Reputation: 533
I know that movzx
can be used for dependency breaking, but I stumbled on some movzx
uses by both Clang and GCC that I really can't see what good they are for. Here's a simple example I tried on Godbolt compiler explorer:
#include <stdint.h>
int add2bytes(uint8_t* a, uint8_t* b) {
return uint8_t(*a + *b);
}
with GCC 12 -O3
:
add2bytes(unsigned char*, unsigned char*):
movzx eax, BYTE PTR [rsi]
add al, BYTE PTR [rdi]
movzx eax, al
ret
If I understand correctly, the first movzx
here breaks dependency on previous eax
value, but what is the second movzx
doing? I don't think there's any dependency it can break, and it shouldn't affect the result either.
with clang 14 -O3
, it's even more weird:
add2bytes(unsigned char*, unsigned char*): # @add2bytes(unsigned char*, unsigned char*)
mov al, byte ptr [rsi]
add al, byte ptr [rdi]
movzx eax, al
ret
It uses mov
where movzx
seems more reasonable, and then zero extends al
to eax
, but wouldn't it be much better to do movzx
at the start?
I have 2 more examples here: https://godbolt.org/z/z45xr4hq1
GCC generates both sensible and strange movzx
, and Clang's use of mov r8 m
and movzx
just makes no sense to me. I also tried adding -march=skylake
to make sure this isn't a feature for really old architectures, but the generated assembly looks more or less the same.
The closest post I have found is https://stackoverflow.com/a/64915219/14730360 where they showed similar movzx
uses that seem useless and/or out of place.
Do the compilers really use movzx
poorly here, or am I missing something?
Edit: I have opened bug reports for Clang and GCC:
https://github.com/llvm/llvm-project/issues/56498
https://gcc.gnu.org/bugzilla/show_bug.cgi?id=106277
Temporary workarounds using inline assembly: https://godbolt.org/z/7qob8G3j7
#define addb(a, b) asm (\
"addb %1, %b0"\
: "+r"(a) : "mi"(b))
int add2bytes(uint8_t* a, uint8_t* b) {
int ret = *a;
addb(ret, *b);
return ret;
}
Now Clang -O3 produces:
add2bytes(unsigned char*, unsigned char*): # @add2bytes(unsigned char*, unsigned char*)
movzx eax, byte ptr [rdi]
add al, byte ptr [rsi]
ret
Upvotes: 53
Views: 3235
Reputation: 364210
Both compilers are doing a poor job here, but clang's code is especially bad and has no real upside anywhere.
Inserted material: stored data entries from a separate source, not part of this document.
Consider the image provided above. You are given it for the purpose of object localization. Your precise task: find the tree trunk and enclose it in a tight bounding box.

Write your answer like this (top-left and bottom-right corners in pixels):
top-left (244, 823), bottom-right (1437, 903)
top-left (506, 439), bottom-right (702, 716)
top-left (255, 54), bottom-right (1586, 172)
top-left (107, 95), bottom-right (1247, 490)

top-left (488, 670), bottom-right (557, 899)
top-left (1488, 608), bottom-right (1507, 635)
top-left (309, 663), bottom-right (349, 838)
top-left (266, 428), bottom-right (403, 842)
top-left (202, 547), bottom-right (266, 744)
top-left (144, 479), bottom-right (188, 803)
And an easily avoidable downside on everything except Intel CPUs a decade old (which rename low-8 partial registers).
The optimal asm is what you suggest, movzx
load, then byte add, leaving a uint8_t
result in the low byte, correctly zero-extended to int
as required by the C semantics. (Thanks for reporting it upstream: https://github.com/llvm/llvm-project/issues/56498 - I commented there about movzx
being a good idea for byte loads in general, even when LLVM doesn't need the result zero-extended.)
A movzx
is necessary somewhere, but it can be in the initial load. (A movzx
is generally a good idea for a byte load anyway, to avoid a false dependency on the old RAX; clang's choice to save 1 byte is probably not a good one even when it doesn't end up needing a separate movzx
right after.)
There are basically three relevant behaviours here, among x86-64 CPUs.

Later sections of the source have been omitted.